Thema ist das Böse. Der Suche nach den Ursachen dafür widmet sich Michal Schmidt schon seit Jahren, mit einem Landestipendium für Bildende Kunst des Freistaates Thüringen, dotiert mit 10 000 Euro, konnte er sich aber im vergangenen Jahr verstärkt auf seine Kunst konzentrieren, ohne bei Material und Farben geizen zu müssen, wie er sagt. Mit seinen Objekten und expressiv-figürlicher Malerei führt er an die Abgründe des Menschseins, lässt den Betrachter mit collage-artig zusammengefügten Figuren – aus der Mythologie, aus dem Rotlichtmilieu oder aus dem Fußball – eintauchen in seine Gedankenwelt.
Reinigende Opferrituale gibt es auf den wuchtigen Großformaten zu sehen, Verweise auf die sieben Todsünden. Dann setzt sich Schmidt als Künstler über moralische Grenzen hinweg und im Bild „Böser Blick“selbst in Szene, fasziniert vom Bösen und austarierend, was Kunst darf, was nicht. So auch mit einer Rettungsweste, gleich im Eingangsbereich. Wer hinter dieses Fundstück vom Strand in Lampedusa blickt, wo Michal Schmidt Schiffsfragmente sammelte und mit Flüchtlingen ins Gespräch kam, entdeckt Dynamitstangen daran, die die Rettungsweste zum Sprengstoffgürtel machen.
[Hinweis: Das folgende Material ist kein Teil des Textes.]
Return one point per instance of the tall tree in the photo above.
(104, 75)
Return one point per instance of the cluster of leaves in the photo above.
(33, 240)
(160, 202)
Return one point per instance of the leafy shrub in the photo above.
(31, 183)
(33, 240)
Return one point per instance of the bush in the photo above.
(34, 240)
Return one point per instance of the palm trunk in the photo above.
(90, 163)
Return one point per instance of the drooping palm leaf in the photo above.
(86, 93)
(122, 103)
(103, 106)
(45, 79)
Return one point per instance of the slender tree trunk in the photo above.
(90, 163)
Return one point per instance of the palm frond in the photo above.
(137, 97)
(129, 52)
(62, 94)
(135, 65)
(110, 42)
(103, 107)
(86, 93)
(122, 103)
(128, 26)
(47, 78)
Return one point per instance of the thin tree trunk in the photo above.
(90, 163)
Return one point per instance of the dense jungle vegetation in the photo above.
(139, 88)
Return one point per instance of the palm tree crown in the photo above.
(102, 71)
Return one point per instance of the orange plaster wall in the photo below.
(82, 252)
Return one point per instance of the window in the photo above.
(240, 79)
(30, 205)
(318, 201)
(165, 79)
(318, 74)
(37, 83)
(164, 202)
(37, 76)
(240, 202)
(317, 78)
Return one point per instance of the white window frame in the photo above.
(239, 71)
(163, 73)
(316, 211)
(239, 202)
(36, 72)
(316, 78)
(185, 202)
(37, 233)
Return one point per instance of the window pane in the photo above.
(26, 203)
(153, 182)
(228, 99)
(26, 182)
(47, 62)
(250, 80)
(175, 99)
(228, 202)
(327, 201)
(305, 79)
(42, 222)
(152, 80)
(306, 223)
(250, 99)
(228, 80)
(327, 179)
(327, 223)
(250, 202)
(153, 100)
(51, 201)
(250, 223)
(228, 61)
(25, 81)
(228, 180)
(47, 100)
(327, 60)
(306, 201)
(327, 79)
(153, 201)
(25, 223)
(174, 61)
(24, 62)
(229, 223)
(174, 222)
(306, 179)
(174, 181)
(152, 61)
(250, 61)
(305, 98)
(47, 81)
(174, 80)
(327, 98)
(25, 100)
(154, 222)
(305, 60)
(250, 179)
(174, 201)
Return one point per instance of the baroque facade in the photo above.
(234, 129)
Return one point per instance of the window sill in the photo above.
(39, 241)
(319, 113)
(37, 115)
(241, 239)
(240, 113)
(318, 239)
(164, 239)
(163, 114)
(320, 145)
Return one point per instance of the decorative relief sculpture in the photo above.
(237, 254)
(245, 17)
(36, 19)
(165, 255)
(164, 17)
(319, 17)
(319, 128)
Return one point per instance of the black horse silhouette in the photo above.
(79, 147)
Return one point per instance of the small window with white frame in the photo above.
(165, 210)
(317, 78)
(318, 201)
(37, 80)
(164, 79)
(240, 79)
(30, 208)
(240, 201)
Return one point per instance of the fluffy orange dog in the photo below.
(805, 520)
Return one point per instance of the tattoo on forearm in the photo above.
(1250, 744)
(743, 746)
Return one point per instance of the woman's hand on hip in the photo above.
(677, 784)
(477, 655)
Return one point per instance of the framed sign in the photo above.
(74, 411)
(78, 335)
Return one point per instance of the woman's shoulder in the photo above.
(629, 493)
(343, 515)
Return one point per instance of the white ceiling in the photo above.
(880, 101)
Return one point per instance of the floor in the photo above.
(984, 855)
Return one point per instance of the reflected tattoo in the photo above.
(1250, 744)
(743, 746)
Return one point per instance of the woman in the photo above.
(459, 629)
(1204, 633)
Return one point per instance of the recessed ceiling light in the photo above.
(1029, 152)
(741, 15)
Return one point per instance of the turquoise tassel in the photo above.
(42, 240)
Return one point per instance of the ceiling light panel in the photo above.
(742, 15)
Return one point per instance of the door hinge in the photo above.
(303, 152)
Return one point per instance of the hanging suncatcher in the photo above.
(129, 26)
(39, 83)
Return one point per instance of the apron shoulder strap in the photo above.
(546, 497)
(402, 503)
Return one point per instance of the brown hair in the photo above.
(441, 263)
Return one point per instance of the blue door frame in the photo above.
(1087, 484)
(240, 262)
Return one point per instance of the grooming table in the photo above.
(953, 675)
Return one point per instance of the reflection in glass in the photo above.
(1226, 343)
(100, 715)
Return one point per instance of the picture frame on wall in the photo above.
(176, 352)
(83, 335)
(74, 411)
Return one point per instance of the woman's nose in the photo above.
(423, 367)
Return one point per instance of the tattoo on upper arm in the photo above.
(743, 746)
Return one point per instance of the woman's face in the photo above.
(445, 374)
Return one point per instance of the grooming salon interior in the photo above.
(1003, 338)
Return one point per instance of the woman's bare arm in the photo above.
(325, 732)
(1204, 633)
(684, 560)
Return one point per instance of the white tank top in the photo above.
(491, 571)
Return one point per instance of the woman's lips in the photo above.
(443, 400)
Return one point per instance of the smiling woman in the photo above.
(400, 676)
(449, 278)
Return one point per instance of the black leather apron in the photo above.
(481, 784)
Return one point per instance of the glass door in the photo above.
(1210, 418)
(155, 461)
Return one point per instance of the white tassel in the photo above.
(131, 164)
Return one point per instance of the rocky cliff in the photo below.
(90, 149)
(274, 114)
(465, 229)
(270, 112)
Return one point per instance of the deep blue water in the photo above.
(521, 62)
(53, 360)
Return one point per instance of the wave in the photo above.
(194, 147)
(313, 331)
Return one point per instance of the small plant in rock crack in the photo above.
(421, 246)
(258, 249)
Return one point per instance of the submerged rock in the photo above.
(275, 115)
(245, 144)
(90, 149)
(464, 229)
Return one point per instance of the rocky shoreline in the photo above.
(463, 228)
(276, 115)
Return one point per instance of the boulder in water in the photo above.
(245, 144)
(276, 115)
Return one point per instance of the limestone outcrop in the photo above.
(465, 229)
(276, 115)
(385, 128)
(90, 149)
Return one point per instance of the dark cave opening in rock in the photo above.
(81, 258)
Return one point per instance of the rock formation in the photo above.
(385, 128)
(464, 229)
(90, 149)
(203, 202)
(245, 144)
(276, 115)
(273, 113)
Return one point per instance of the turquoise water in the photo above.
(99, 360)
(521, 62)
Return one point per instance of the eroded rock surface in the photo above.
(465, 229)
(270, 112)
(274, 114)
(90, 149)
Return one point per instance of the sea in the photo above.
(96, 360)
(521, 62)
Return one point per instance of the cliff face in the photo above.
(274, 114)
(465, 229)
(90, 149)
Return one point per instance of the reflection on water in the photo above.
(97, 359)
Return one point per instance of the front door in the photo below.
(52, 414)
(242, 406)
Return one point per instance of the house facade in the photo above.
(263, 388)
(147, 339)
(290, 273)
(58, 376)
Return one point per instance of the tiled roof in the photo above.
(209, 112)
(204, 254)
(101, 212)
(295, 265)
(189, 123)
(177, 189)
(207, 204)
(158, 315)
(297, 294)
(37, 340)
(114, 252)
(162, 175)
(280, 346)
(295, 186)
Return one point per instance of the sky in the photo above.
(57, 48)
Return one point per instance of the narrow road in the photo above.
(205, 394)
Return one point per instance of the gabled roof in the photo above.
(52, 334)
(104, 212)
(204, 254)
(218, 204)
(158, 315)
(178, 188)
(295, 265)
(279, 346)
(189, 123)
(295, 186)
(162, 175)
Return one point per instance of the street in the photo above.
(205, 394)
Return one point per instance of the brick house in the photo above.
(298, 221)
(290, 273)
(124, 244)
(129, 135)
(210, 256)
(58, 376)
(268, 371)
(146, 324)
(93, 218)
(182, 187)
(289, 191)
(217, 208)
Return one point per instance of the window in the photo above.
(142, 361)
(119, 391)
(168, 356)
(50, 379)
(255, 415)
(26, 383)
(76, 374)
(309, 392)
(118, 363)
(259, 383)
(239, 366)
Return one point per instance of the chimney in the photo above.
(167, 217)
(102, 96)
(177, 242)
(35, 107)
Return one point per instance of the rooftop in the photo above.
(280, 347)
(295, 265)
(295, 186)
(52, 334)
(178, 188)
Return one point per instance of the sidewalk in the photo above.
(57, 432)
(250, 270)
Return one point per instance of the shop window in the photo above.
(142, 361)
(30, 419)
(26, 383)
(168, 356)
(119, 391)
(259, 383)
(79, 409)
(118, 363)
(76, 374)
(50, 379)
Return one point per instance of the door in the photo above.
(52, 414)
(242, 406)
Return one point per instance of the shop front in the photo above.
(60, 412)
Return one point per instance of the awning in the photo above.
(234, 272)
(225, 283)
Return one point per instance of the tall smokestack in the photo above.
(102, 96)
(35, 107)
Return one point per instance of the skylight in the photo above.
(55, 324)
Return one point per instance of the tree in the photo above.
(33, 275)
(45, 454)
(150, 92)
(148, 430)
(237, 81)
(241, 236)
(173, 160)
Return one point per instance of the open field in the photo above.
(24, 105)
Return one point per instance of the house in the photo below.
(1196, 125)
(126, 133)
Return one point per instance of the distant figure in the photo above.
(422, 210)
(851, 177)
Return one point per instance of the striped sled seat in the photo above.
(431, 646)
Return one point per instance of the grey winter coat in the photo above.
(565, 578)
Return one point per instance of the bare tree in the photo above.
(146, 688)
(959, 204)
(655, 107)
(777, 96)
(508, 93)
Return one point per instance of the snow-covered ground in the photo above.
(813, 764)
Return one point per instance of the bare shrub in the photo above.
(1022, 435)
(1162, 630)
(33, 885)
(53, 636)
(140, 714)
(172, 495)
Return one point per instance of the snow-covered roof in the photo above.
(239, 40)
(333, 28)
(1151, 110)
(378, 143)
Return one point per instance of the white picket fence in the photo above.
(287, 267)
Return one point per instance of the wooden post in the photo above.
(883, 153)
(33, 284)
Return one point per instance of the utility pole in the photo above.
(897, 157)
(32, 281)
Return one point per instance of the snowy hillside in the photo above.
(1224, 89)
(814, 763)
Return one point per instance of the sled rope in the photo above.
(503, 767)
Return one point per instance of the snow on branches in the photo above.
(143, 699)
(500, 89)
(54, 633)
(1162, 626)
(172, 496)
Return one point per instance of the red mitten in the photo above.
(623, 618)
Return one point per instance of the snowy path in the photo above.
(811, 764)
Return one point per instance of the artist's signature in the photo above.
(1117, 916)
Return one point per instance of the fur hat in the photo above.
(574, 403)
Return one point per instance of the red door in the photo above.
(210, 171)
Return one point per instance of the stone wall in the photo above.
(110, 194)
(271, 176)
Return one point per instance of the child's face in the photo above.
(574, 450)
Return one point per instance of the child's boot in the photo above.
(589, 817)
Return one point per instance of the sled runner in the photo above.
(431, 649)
Gleich nebenan hängt ein Bild, Öl auf Leinwand, das die Populisten unserer Zeit von Frauke Petry bis Marie Le Pen zeigt – für jeden politisch Interessierten erkennbar, auch wenn sie ohne Gesicht bleiben, das ohnehin wie eine Maske scheint.
Im Obergeschoss des Krönbacken wird‘s utopisch. Martin Fink, ebenfalls Landesstipendiat 2016, entführt in irreal wirkende Gesteinswelten, bedient sich dazu Videographien, Fotos und Zeichnungen.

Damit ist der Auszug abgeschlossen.